FIG. 1 is a longitudinal sectional view showing an embodiment of the present invention, FIG. 2 is a lateral sectional view of the same, FIG. 3 is an exploded perspective view of a body block of the same, and FIG. 4 is an exploded perspective view of a cover block of the same. , Fifth
The figure is an exploded perspective view of the above sensor block, FIG. 6 (a).
(B) is a rear view and a partially cutaway side view of the above-mentioned sensor holder, respectively, and FIG. 7 is a side view of the presser used in the same, and FIG.
FIG. 10 is a sectional view of the inner cover of the above, FIG. 9 is an explanatory view of a state in which the body block and the cover block of the above are removed, and FIG.
The figure is an exploded perspective view showing a mounting frame and a waterproof packing used in the same as above, FIG. 11 is a partially cutaway front view of the same, FIG. 12 is a partially cutaway side view of the same, and FIG. 13 is a rear view of the same.

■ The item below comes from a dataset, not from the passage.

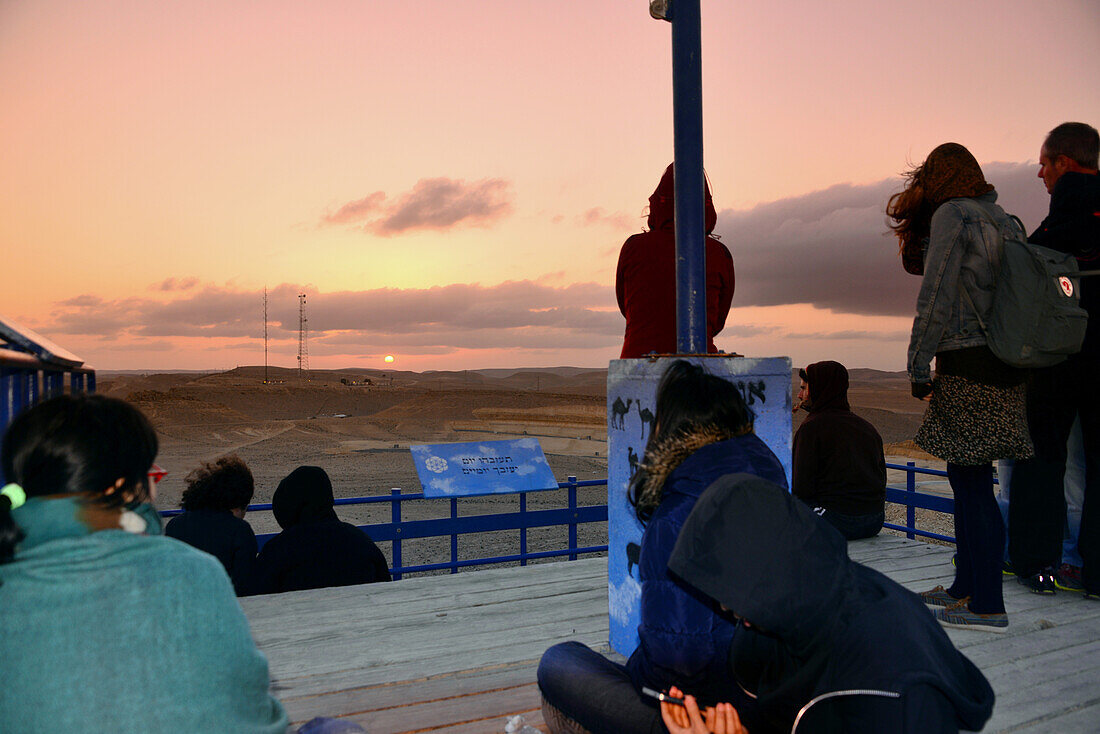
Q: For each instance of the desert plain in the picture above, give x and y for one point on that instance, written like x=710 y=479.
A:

FIG. 14 is a cutaway side view showing a conventional example. 1 ... Body block, 2 ... Cover block, 3 ... Sensor block, 21 ... Pressing metal fitting, 21a ... Opening, 21b ... Pressing projection piece,
26 ... Circuit board, 28 ... Hook, 29 ... Support protrusion, 30 ... Sensor body, 31 ... Lens, 35 ... Sensor holder, 36 ... Holder ring, TP ... Pyroelectric element.

Claims (2)

(57) [Scope of utility model registration request] 1. A sensor block in which a pyroelectric element for detecting heat rays radiated from a human body is installed, and a sensor block provided with a lens in front of a detection surface of the pyroelectric element, and a sensor block which exposes the lens. The sensor block includes a spherical sensor body in which a pyroelectric element is installed,
It is formed by a holder that rotatably holds the sensor body, and a cover is fixed to the cover with a holding metal fitting that holds the sensor block between the cover and the cover. A heat-sensitive automatic switch, characterized in that at least a part thereof is spherical and a plurality of dimension adjusting ribs are provided in a protruding manner, and the dimension adjusting ribs are pressed against the peripheral edge of the opening of the holding metal fitting. 2. A cover is formed with a support protrusion for supporting a circuit board connected to the pyroelectric element, and a pair of hooks hooked on both side edges of the circuit board. 2. The heat-sensitive automatic switch according to claim 1, wherein a pressing projection piece is formed to prevent the hook from expanding the distance by being pressed.